The coastal town of Whitby is in an almost unique position when it comes to walking and hiking trails.
To the north you have the North Yorkshire and Cleveland Heritage Coast, to the south you have Robin Hood’s Bay and Ravenscar and inland you have the beautiful North York Moors National Park. In fact, it doesn’t matter which direction you travel you’ll always find at least a handful of lovely hikes and walks around Whitby. All you have to decide is whether you prefer a coastal walk with the stunning sea views or a moors walk with the associated nature trails.
Walks around Whitby
According to one of the best walking websites we found (www.walkinginyorkshire.co.uk/whitby) there are over 50 popular walks around Whitby. This website not only describes each of the walks in detail, it also allows you to download free maps to keep you on the right path. What’s more the people who have put the website together have added useful information about each walk including the length, the ability it is most suitable for and whether it is accessible to wheelchairs and pushchairs.
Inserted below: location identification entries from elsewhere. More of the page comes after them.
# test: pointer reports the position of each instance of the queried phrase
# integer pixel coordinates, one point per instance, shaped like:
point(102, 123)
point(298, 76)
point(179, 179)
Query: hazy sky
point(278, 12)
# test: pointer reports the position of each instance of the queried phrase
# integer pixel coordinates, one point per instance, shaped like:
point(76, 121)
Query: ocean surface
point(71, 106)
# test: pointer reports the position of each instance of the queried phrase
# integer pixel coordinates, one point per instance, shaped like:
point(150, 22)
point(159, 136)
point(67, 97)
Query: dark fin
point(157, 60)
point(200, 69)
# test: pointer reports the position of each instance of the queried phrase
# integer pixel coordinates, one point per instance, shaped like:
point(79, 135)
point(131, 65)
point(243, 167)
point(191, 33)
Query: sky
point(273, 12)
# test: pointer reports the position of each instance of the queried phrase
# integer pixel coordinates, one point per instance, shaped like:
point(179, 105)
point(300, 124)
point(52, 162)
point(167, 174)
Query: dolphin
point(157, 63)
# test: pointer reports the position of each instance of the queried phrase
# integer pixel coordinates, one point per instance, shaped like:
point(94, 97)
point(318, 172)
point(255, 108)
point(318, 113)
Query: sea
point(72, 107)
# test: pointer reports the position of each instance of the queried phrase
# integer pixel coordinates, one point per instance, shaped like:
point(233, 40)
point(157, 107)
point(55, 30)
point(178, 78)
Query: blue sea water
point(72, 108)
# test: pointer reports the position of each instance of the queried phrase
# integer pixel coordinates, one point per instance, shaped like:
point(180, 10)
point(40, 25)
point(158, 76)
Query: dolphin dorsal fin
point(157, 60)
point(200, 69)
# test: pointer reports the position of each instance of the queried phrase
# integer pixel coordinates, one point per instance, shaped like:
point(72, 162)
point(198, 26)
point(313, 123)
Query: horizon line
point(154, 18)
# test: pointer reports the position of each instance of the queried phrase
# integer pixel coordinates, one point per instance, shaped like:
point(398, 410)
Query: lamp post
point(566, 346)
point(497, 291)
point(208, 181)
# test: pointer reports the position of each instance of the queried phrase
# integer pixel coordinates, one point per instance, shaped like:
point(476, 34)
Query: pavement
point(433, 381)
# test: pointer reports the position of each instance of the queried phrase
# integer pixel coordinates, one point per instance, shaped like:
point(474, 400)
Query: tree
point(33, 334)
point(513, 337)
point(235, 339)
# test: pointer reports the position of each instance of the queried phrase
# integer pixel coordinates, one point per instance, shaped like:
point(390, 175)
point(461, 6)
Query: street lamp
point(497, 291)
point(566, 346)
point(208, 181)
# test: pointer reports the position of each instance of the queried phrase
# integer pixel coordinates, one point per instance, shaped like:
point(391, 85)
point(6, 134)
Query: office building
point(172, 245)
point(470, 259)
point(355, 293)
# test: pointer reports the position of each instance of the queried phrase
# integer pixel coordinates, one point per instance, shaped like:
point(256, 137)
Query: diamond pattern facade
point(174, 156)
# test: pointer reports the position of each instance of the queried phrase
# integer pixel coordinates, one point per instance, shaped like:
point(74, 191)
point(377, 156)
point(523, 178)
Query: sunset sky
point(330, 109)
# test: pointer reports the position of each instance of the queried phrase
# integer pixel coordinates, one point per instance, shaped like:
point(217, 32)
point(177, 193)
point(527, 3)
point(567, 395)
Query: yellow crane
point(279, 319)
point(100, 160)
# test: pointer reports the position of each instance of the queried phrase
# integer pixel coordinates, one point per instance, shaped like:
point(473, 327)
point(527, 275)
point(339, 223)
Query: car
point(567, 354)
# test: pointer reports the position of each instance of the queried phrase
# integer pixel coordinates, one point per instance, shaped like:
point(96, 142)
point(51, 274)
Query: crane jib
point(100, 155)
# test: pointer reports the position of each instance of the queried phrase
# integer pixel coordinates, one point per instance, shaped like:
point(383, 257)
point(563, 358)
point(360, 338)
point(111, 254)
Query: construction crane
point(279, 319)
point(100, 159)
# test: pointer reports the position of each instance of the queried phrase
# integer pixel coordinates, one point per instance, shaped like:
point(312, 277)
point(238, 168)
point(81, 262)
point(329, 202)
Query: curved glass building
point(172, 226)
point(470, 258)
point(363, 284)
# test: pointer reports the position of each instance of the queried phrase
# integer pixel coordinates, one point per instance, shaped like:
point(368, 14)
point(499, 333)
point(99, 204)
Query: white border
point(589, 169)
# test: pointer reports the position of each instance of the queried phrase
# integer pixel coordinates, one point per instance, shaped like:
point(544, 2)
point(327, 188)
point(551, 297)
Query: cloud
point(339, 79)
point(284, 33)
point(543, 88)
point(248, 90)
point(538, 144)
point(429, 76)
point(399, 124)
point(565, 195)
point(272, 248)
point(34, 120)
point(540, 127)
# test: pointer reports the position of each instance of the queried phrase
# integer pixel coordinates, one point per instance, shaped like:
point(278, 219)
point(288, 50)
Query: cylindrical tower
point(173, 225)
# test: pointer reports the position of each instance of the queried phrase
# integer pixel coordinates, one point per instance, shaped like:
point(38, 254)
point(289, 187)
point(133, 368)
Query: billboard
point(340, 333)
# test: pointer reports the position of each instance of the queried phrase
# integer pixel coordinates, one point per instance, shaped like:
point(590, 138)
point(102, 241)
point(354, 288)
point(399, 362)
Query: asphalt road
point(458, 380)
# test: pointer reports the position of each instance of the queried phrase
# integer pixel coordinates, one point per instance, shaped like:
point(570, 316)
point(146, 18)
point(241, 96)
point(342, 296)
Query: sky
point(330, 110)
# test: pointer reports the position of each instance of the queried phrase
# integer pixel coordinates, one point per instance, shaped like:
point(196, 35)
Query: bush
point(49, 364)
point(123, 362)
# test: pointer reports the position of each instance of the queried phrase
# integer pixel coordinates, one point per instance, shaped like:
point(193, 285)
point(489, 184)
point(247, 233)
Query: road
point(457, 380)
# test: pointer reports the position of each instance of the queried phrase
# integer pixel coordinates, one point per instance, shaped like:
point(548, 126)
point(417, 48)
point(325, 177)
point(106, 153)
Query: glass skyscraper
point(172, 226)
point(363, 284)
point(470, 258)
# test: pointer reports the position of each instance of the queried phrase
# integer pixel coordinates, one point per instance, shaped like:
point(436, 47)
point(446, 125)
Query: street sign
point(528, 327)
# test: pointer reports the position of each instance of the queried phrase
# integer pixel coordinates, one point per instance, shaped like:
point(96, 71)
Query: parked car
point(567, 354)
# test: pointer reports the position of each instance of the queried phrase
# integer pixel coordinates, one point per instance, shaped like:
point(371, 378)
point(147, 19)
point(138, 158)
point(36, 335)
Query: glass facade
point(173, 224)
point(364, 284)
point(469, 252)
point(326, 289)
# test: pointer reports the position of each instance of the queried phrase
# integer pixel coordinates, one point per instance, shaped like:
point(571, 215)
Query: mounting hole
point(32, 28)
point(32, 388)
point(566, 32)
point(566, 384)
Obviously we can’t mention all 50+ walks around Whitby so we’ve chosen just a few that we feel really show off the beauty of Whitby and the area surrounding it. For more walk information please do visit the website mentioned above.
Robin Hood’s Bay Walks
There are numerous walks that take in the lovely area that is Robin Hood’s Bay so even if you’re a novice you’ll be able to find one to suit. Some of the walk routes take in just the coastal path (Cleveland Way) and are very easily navigated whereas others do a loop by going inland. These routes normally entail fields, stiles and occasionally country roads so they may not be suitable for youngsters or those with limited mobility.
By walking around Robin Hood’s Bay you’ll get to visit such places as Stoupe Brow and Boggle Hole before returning to the village for possibly the best fish and chips in Yorkshire. If the tide is out when you get to the Cleveland Way (the cliff path) you can walk along the beach below the cliff. If you choose to walk up the coast you’ll reach Whitby in around an hour, whereas walking down the coast will bring you to the pretty village of Ravenscar.
The Robin Hood’s Bay – Ravenscar – Robin Hood’s Bay loop is very popular as it takes in the coastal areas and the moorlands. Being around 8 miles long with a few ups and downs and a steep climb at the end (from Baytown back up to Robin Hood’s Bay) it is given an ‘amateur’ rating so you will benefit from a decent level of fitness. Saying this you can always walk back up the coastal path that you walked down and leave the moorlands for the more adventurous.
Staithes is a lovely town about 10 miles north of Whitby and can be reached via foot along the Cleveland Way (the main coastal path). Obviously if you walk 10 miles from Whitby to Staithes you’ll need to walk back again, although there is a bus service that runs regularly throughout the summer months.
Most people choose to travel by car to Staithes and then follow one of the many walking routes around the town and the surrounding countryside. The town itself is built onto quite a steep slope and in order to take full advantage of the sea views you will need to climb several steep hills. Saying this, they are definitely worth the climb.
One of the most popular walks around Staithes is the loop route that takes the coastal road south to Port Mulgrave before returning through farmland and picturesque woodland. The route is about 4 miles long and is quite easy to follow. Port Mulgrave is a lovely place to stop and have a rest and has a number of cafes and pubs to refresh your palette before starting the journey back. If you’re feeling a bit more energetic then you might like to carry on when you reach Port Mulgrave and visit Runswick Bay; another beautiful place well worth a visit.
North York Moor National Park
All of the Whitby walks take place in the area known as the North York Moor however if you fancy going a bit further inland you’ll be able to take advantage of the true moorland walks in the main National Park area. There are probably more walking routes documented for the park area than you could ever complete so it’s just a case of choosing the ones you really want to do.
The website mentioned above includes several of the most popular moorland walks including the Lealholm circular. This loop walk is around 7.5 miles long and takes in the stunning scenery of Glaisdale, Great Fryup Dale (we kid you not) and Eskdale. It’s classed as ‘moderate’ on the difficulty scale and does include quite a few steep climbs, but the views from the top of the climbs makes them worthwhile. The majority of the walk is on designated pathways however there are a few road stretches to be aware of.
According to reviews by proficient hikers the routes in the Yorkshire Dales are amongst the best in the country. They are very well signposted and rarely do they leave the main trails.
So, if you’re thinking about visiting Whitby in the near future don’t rule out the idea of getting out in the fresh air and discovering the real town and the surrounding areas. Even if walking isn’t really your thing you’ll be glad you took to your feet. After all, you never know what lost relics you might find while tramping around the beautiful Yorkshire Moors and many of the other beautiful walks around Whitby.